Sequence Datastructure Modules

The Sequence datastructure was mandatory in earlier versions of the TCS Alignment Toolbox and is built for multi-dimensional and multimodal sequences. It has been made fully compatible with the new toolbox version, but the use is not mandatory anymore and it is mainly kept to achieve backwards-compatibility.

  • de.cit-ec.tcs.alignment:sequences defines the Sequence data structure as well as the possible ValueTypes and KeywordSpecifications. In essence it contains everything you need to define input for the alignment toolbox.
  • de.cit-ec.tcs.alignment:sequence-comparators contains wrapper classes for Comparators on primitive data types to be applied on Node objects.
  • de.cit-ec.tcs.alignment:wrappers contains helper classes for some standard applications of alignment, in particular string edit distance and simple time series data.
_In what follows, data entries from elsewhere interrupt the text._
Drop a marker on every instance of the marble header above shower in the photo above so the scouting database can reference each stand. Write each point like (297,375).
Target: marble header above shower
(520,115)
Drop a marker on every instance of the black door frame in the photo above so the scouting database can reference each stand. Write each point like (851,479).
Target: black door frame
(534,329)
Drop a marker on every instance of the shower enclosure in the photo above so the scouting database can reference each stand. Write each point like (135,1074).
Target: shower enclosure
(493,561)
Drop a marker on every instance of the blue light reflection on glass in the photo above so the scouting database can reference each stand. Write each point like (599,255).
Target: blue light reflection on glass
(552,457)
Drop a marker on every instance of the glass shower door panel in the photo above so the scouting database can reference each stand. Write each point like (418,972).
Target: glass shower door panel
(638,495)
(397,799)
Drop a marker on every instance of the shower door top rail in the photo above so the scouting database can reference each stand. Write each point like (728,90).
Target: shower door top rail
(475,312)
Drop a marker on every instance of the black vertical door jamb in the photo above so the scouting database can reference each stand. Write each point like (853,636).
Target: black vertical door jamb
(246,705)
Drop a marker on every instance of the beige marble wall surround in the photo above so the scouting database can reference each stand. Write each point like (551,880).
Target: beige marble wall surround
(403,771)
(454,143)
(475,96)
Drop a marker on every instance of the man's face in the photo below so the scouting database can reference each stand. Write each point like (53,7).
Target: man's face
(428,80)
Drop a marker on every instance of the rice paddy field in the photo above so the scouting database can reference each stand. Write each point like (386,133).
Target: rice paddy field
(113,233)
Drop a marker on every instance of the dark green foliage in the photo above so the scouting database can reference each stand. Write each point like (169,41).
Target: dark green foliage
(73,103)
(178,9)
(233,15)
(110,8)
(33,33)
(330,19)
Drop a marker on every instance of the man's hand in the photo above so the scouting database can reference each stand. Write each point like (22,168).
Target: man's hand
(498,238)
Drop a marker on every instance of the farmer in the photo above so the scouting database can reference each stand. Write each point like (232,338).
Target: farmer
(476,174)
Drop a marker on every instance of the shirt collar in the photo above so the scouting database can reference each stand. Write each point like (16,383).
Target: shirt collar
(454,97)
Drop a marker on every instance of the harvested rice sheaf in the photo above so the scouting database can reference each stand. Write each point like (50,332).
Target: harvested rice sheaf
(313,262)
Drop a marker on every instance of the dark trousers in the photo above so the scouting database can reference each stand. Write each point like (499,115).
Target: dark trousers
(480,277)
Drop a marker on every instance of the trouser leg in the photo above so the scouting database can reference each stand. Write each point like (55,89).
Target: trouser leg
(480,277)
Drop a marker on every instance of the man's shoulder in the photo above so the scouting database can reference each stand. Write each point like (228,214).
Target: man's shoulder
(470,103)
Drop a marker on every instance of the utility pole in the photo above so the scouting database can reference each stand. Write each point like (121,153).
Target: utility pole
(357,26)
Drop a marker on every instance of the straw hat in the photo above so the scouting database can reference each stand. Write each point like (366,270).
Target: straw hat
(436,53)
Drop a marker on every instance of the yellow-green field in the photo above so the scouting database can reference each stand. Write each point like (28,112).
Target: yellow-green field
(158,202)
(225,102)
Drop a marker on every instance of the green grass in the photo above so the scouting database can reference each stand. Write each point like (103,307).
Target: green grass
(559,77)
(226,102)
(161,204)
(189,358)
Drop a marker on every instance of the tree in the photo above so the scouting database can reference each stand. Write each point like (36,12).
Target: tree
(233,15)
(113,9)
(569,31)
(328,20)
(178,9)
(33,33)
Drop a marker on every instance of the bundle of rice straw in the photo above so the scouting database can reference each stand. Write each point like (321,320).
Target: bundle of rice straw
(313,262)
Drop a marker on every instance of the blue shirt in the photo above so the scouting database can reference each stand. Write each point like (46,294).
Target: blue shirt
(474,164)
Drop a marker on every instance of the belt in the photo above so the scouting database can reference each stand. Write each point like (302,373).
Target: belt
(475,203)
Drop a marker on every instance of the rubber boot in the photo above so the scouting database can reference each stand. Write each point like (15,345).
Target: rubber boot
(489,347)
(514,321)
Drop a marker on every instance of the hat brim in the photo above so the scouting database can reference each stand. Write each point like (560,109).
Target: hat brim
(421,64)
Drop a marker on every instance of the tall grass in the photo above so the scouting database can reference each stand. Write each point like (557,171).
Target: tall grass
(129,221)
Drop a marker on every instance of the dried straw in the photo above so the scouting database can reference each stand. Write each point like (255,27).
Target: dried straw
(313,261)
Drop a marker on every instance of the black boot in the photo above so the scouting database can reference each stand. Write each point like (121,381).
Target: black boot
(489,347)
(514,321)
Using these convenience classes it gets easier to convert existing data to Sequence objects or to set up an AlignmentSpecification.
  • de.cit-ec.tcs.alignment:sequence-visualization contains implementations of the HTMLColumn interface that make it easier to create HTML visualizations of Alignment objects resulting from the Sequence datastructure.
  • de.cit-ec.tcs.alignment:csv contains two classes for exporting and importing Sequence objects to and from a human-readable CSV file. Special thanks go to Bassam Mokbel for this implementation.

Dependencies

As general utility library we employ lombok in all modules in accordance to the MIT License.

For the normalized compression distance (NCDComparator) in the comparators-lib module we use the fast LZ4 implementation by jpountz. Our use is in accordance with the Apache License, Version 2.

For the export and import of NodeSpecifications in the csv module, we employ the JSON reference implementation of Douglas Crockford according to the JSON License.

License

The TCSAlignmentToolbox is licensed under the AGPLv3. The full license text can be found here.

This documentation is licensed under the conditions of the Creative Commons Attribution Share-Alike International License 4.0.